Royal Netherlands Institute for Sea Research: A dam right across the North Sea

Bulletin of the American Meteorological Society: NEED - The Northern European Enclosure Dam for if climate change mitigation fails






RABEL222
 
  1  
Reply Fri 14 Feb, 2020 02:44 pm
@Walter Hinteler,
What would be the cost of a sea wall around Flordia to keep it from sinking into the sea. And would the republicans be willing to foot the bill in order to preserve its elderly voting base?
0 Replies
 
livinglava
 
  1  
Reply Fri 14 Feb, 2020 04:35 pm
@Olivier5,
Olivier5 wrote:

Quote:
So how much can existing coastlines be extended artificially before they start causing problems for other coastlines that are not artificially protected?

I won't calculate it but I would guessestimate that hundreds of km square of land reclamation from the sea would need to take place to make the sea level rize in any discernable manner. This is a non-issue.

More important is the question: where, when and how should we move coastal cities uphill, and when and how to protect them with dikes, or raise their level in situ.

Everything has to be evaluated in terms of scaleable sustainability over millennia. We can't assume that human development patterns that occur in the present will not continue growing for 1000s of years into the future.

We have to be able to forecast the future tectonic plate movements, what mountain ranges and continents will grow and which will shrink and how the shape of the ocean floor will change over time.

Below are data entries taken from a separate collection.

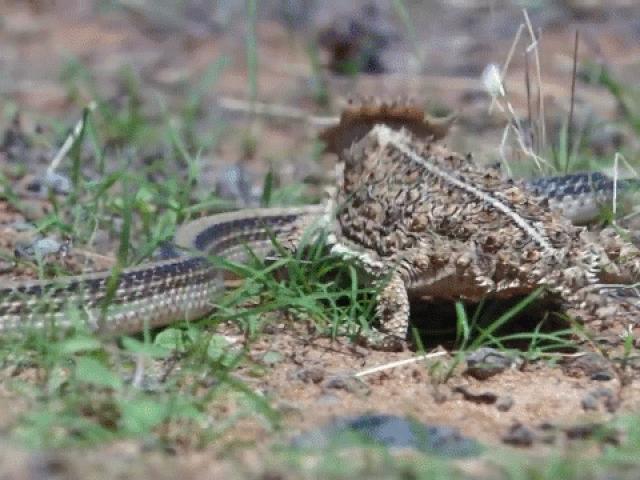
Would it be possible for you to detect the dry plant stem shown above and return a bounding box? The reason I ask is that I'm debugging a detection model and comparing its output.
[564,30,580,172]
[522,8,547,153]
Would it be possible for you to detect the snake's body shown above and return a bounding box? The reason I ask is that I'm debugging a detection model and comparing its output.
[0,174,636,334]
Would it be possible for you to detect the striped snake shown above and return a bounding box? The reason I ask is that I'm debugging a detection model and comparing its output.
[0,173,629,334]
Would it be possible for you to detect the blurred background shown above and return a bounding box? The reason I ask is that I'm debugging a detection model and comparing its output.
[0,0,640,180]
[0,0,640,217]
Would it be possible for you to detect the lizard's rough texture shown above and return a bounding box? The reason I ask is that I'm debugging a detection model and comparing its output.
[324,125,640,348]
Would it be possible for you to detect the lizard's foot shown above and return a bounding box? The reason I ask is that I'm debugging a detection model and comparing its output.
[360,272,409,352]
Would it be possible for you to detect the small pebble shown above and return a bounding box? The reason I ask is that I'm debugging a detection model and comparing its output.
[502,423,534,447]
[464,347,515,380]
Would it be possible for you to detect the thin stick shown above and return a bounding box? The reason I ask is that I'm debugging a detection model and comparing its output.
[47,102,97,173]
[524,52,534,146]
[354,352,448,378]
[564,30,580,174]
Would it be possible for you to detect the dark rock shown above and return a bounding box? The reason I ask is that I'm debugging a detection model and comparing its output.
[502,423,535,447]
[293,415,482,457]
[453,385,498,405]
[496,395,514,412]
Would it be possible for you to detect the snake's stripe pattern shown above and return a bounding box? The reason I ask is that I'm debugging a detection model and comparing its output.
[0,206,322,333]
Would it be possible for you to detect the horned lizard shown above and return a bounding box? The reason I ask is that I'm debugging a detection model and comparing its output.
[310,103,640,349]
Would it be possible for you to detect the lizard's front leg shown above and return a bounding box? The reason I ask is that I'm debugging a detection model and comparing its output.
[361,272,409,352]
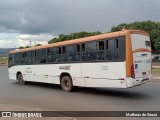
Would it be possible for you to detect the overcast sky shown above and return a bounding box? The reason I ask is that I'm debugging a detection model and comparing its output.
[0,0,160,48]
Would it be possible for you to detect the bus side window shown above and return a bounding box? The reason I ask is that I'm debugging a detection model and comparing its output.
[97,41,104,60]
[106,39,115,60]
[62,46,67,62]
[85,42,97,61]
[117,36,126,61]
[55,47,62,63]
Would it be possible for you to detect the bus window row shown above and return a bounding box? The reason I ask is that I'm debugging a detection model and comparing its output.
[9,36,125,65]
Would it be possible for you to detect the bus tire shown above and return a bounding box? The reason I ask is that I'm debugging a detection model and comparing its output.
[17,74,26,85]
[61,76,73,92]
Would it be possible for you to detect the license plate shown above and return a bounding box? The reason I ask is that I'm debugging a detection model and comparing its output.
[142,72,146,76]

Then we have to make our developments and infrastructure fit within the natural processes of the planet, at all levels.

Humans have to get beyond the assumption that we can just build whatever we want and keep nature out. The Dutch were on the right path back when they used wind for shipping and milling, but I don't think damming the rising oceans are going to work as a solution for long-term sustainability.

Maybe there is a case to be made for it as a stop-gap measure until broader global sustainability is achieved. I'm just asking for transparency regarding any negative effects of such large engineering projects.
0 Replies
 
Setanta
 
  2  
Reply Fri 14 Feb, 2020 07:33 pm
@Walter Hinteler,
Entire nations are threatened, Bangladesh being prominent. The nation wouldn't be flooded entirely, but they'd lose almost all of their farmland. Many parts of England and France would be awash, too. Most of Florida would be gone, and island nations all over the world could be inundated. It's happening a lot faster than was thought, even ten years ago.
livinglava
 
  -1  
Reply Sat 15 Feb, 2020 12:24 am
@Setanta,
Setanta wrote:

Entire nations are threatened, Bangladesh being prominent. The nation wouldn't be flooded entirely, but they'd lose almost all of their farmland. Many parts of England and France would be awash, too. Most of Florida would be gone, and island nations all over the world could be inundated. It's happening a lot faster than was thought, even ten years ago.

You realize by saying this, you are basically advocating paying taxes to the Dutch to build sea walls around all these threatened areas to protect them? Sea walls are a major/expensive export product.
Walter Hinteler
 
  2  
Reply Sat 15 Feb, 2020 12:37 am
@livinglava,
livinglava wrote:
Sea walls are a major/expensive export product.
Really? From where did you get this?

(If you want to look at the latest published data: Nederland Handelsland 2019
Olivier5
 
  1  
Reply Sat 15 Feb, 2020 03:32 am
@Walter Hinteler,
The problem is that the sea levels will rise steadily for centuries, possibly up to five or ten meters ultimately, so any dam or dyke solution will be temporary. It will buy you a few decades or maybe a century before the thing collapses.